Une atteinte aux droits fondamentaux d'une exceptionnelle et inédite gravité.
Jacques Toubon, Le Défenseur des droits.
A la mi-juin, Jacques Toubon -
le Défenseur des droits- s'était lui aussi inquiété de la situation prévalant à Calais. A la suite d'une visite de ses services, il s'est publiquement indigné d'
"atteintes aux droits fondamentaux"d'une
"exceptionnelle et inédite gravité", dénonçant
"une sorte de traque" à l'encontre des migrants et exhortant les pouvoirs publics à
"ne pas s'obstiner dans ce qui s'apparente à un déni d'existence des exilés".
A la fin de ce rapport, Human Rights Watch émet, en partie, les mêmes recommandations que le Défenseur des droits, notamment l'autorisation des distributions de repas, la mise à l'abri des mineurs, mais aussi une parole claire, de la part du gouvernement pour signifier que
"le harcèlement policier, ou toute autre forme d'abus de pouvoir, ne sera pas toléré", selon les termes de Bénédicte Jeannerod.
A la publication du rapport d'HRW, les autorités ont fait front avec les forces de l'ordre. Elles démentent catégoriquement les accusations du rapport d'Human Rights Watch.
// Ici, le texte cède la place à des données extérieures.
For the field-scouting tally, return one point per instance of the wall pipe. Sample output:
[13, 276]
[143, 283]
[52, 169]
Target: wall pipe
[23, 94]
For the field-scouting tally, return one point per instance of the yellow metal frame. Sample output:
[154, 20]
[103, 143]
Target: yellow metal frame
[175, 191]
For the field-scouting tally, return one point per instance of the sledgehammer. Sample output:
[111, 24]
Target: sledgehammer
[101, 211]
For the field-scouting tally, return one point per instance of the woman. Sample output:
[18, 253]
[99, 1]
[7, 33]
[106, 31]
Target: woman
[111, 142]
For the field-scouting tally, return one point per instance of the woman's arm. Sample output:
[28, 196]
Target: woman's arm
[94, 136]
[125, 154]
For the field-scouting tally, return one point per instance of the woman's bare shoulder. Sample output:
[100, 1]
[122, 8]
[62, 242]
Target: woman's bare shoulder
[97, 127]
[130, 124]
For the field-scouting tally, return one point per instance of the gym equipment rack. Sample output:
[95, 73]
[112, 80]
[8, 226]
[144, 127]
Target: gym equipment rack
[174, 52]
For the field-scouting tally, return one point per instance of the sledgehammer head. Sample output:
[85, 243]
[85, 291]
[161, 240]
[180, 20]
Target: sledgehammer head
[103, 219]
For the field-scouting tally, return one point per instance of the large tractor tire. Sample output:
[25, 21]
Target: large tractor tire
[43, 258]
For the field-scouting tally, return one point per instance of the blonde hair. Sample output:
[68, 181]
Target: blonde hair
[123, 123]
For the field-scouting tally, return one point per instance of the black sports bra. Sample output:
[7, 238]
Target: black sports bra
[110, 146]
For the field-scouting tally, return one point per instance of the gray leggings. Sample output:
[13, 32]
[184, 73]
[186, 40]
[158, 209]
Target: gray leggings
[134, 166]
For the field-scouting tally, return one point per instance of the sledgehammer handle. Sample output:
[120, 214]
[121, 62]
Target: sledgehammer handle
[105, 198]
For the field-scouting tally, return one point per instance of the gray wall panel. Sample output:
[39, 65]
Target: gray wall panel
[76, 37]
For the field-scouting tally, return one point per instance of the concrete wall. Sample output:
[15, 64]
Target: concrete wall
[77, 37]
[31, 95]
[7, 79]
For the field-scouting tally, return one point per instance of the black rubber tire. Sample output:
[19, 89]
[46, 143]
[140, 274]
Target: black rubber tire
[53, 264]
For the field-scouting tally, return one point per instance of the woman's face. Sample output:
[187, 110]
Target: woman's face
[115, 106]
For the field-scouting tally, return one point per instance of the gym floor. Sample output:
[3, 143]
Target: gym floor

Le 23 juin, le ministre de l'Intérieur Gérard Collomb, en visite à Calais, avait même tenu à rendre hommage aux forces de l'ordre qui travaillent avec
"beaucoup d'humanité" dans des conditions
"pas toujours faciles".
"Il n'y a pas d'un côté les policiers, les gendarmes qui seraient agressifs et de l'autre des migrants qui seraient d'une douceur légendaire", avait-il fait valoir.
Il a finalement demandé un rapport ce lundi 31 juillet, à l'Inspection générale de l'administration (IGA), à l'Inspection générale de la police nationale (IGPN) et à l'Inspection générale de la gendarmerie (IGGN). Le ministre français a aussi précisé : "
Je rappelle que dans les forces de sécurité, il n'existe pas d'usage du gaz poivre", a-t-il déclaré lors d'une conférence de presse, tout en reconnaissant qu'"
il peut y avoir quelques dérapages individuellement".